Written by Chevon Gilzene

It’s that time of year again! We counted down to 2016 with our list of things we plan to change this year. Most people have resolutions like “exercise” or “eat healthy,” but for music students that list may include things like “practice more,” “study harder,” “don’t procrastinate,” or even “go to class.” While New Year’s resolutions are often laughed at by the end of January when most of us have given up, the new year presents the perfect opportunity to rethink your daily schedules if you do it right. With juries this semester, new courses, and end of year concerts in the near future, the best time to think about scheduling is now. Here are some tips for making and sticking to a your new year’s resolutions.

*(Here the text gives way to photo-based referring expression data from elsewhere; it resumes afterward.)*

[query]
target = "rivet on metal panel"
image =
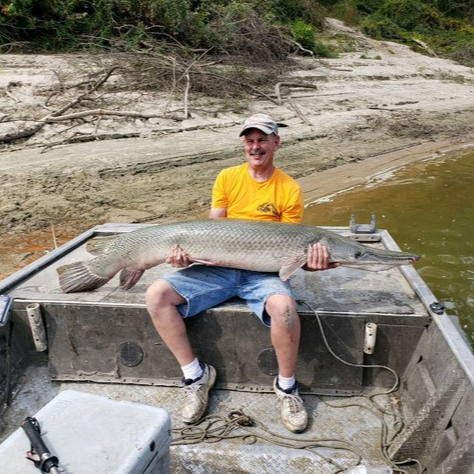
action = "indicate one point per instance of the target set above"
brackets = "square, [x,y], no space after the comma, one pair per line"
[129,354]
[370,337]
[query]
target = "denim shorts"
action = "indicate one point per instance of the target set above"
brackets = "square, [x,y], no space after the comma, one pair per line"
[206,286]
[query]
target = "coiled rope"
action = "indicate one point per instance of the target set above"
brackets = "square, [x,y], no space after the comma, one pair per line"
[239,426]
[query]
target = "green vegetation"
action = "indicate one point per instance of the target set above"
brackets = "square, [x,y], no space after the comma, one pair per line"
[218,26]
[443,26]
[246,30]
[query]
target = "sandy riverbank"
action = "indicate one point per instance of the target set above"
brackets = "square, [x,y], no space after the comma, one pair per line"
[376,108]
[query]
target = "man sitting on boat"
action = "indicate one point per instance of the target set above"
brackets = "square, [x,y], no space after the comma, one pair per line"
[256,190]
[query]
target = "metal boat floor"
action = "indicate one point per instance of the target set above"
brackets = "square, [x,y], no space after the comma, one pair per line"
[342,432]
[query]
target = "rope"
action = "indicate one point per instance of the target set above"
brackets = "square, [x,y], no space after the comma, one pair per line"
[239,426]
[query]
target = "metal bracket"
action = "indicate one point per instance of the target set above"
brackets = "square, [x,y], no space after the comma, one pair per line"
[363,228]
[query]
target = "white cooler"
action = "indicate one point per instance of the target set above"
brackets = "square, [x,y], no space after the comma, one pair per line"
[91,434]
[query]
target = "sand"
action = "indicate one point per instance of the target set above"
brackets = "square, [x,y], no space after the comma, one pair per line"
[376,108]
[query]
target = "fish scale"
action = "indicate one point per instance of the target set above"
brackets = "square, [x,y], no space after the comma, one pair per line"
[244,244]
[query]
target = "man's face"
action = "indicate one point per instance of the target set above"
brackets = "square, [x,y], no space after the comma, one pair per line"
[260,148]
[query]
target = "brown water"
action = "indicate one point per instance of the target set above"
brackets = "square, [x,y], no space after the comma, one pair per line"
[428,208]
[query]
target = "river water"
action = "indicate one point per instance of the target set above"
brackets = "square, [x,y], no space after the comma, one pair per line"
[428,208]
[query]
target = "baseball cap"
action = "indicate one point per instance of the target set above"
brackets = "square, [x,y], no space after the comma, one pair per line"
[262,122]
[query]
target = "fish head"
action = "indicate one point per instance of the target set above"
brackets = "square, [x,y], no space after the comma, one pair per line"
[348,252]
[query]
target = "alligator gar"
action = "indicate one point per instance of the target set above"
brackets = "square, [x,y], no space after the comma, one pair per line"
[243,244]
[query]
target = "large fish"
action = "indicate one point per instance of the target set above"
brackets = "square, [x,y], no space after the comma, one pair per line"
[245,244]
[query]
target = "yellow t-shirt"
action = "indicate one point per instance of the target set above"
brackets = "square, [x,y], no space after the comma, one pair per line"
[278,199]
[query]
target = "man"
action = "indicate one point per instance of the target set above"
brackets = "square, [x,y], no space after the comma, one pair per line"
[254,190]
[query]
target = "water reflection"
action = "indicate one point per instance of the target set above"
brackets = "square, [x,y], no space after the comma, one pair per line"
[428,207]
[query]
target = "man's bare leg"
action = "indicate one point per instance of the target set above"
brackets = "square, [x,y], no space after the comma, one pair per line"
[161,302]
[285,333]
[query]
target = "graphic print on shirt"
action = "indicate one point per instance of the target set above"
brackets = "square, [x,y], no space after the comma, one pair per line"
[268,208]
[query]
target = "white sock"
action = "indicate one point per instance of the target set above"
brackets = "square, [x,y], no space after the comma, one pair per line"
[193,370]
[286,382]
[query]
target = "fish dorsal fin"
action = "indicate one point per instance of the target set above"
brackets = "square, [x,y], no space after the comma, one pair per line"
[289,269]
[129,277]
[100,245]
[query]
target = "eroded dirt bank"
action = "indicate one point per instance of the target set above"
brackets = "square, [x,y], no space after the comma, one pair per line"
[376,108]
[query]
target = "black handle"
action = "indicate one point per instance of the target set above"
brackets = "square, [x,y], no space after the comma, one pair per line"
[46,461]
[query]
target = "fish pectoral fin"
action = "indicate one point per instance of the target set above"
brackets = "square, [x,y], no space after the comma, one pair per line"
[100,245]
[204,262]
[289,269]
[77,276]
[129,277]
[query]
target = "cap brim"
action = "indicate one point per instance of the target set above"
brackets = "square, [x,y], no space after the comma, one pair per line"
[262,128]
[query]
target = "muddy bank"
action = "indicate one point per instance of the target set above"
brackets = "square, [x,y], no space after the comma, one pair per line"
[374,108]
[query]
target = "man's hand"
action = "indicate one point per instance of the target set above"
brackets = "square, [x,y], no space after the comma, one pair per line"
[318,259]
[178,258]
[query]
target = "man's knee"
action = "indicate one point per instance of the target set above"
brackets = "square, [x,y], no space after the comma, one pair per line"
[159,295]
[282,310]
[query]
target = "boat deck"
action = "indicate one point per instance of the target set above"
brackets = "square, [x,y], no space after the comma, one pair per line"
[102,342]
[342,432]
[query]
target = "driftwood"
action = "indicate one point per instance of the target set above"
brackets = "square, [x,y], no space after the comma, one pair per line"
[279,85]
[102,112]
[28,132]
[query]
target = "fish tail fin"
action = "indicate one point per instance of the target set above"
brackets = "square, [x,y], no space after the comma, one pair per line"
[129,278]
[78,277]
[100,245]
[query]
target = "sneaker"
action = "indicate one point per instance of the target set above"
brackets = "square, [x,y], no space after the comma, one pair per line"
[293,412]
[196,395]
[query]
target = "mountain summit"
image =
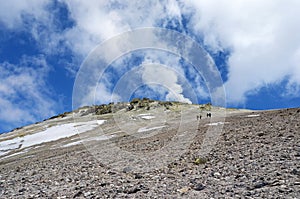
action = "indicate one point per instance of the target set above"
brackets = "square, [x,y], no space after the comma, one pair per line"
[148,148]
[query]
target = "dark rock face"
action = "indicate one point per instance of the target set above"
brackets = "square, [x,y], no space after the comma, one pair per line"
[255,157]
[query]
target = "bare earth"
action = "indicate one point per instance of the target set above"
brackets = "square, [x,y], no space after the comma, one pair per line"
[257,155]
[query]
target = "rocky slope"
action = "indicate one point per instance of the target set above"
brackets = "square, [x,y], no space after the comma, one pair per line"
[256,155]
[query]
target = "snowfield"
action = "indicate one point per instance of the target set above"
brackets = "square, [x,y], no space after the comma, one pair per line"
[50,134]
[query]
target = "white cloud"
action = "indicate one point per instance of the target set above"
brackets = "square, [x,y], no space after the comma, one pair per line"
[24,95]
[161,75]
[262,36]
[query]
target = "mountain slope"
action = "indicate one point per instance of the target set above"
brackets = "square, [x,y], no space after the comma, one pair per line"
[255,155]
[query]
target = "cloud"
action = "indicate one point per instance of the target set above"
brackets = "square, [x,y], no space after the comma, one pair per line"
[262,36]
[24,95]
[160,75]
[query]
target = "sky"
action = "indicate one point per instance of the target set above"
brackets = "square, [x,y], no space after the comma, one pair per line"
[46,45]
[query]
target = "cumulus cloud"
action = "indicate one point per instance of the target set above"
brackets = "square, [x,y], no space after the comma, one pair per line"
[24,95]
[261,36]
[156,74]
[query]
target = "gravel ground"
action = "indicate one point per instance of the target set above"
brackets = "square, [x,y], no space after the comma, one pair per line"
[254,157]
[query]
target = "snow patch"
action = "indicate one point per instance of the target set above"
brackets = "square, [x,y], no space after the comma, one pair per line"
[144,129]
[216,123]
[146,116]
[50,134]
[257,115]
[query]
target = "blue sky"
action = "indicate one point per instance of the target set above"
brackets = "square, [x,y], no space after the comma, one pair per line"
[254,44]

1. Make your goals specific.
“Practicing more” is too vague, which makes it difficult to achieve. Setting your goal as “practicing for 2 hours everyday” or “exercising for half an hour, three times a week” makes it easier for you to see how you are improving throughout the year.

2. Make short term goals to aid in your long term goals.
Having marking points makes it easy to evaluate what you are succeeding at and what still needs work. Celebrate when you meet small goals to keep you motivated, and forgive yourself if you miss a goal.

3. Make realistic goals.
If your new year’s resolutions are unrealistic, they become easy to give up on. A goal like “change the world” is nice in theory, but unrealistic for one person to do in a year. Try a smaller goal that will lead to a change in the world. “Create a charity” or “feed the homeless on Saturdays” is more realistic.

4. Make a schedule.
Setting specific, short term, realistic goals gives you the benefit of being able to then add them into your schedule. When making your schedule, make sure that you start with static events, like classes, rehearsals, and your mother’s birthday dinner before scheduling in practicing or studying time.

5. Stick to your schedule.
Making a schedule is great, but it means nothing if you don’t use it. At first you may find it difficult to remember your schedule, but once it becomes a habit, it will be second nature.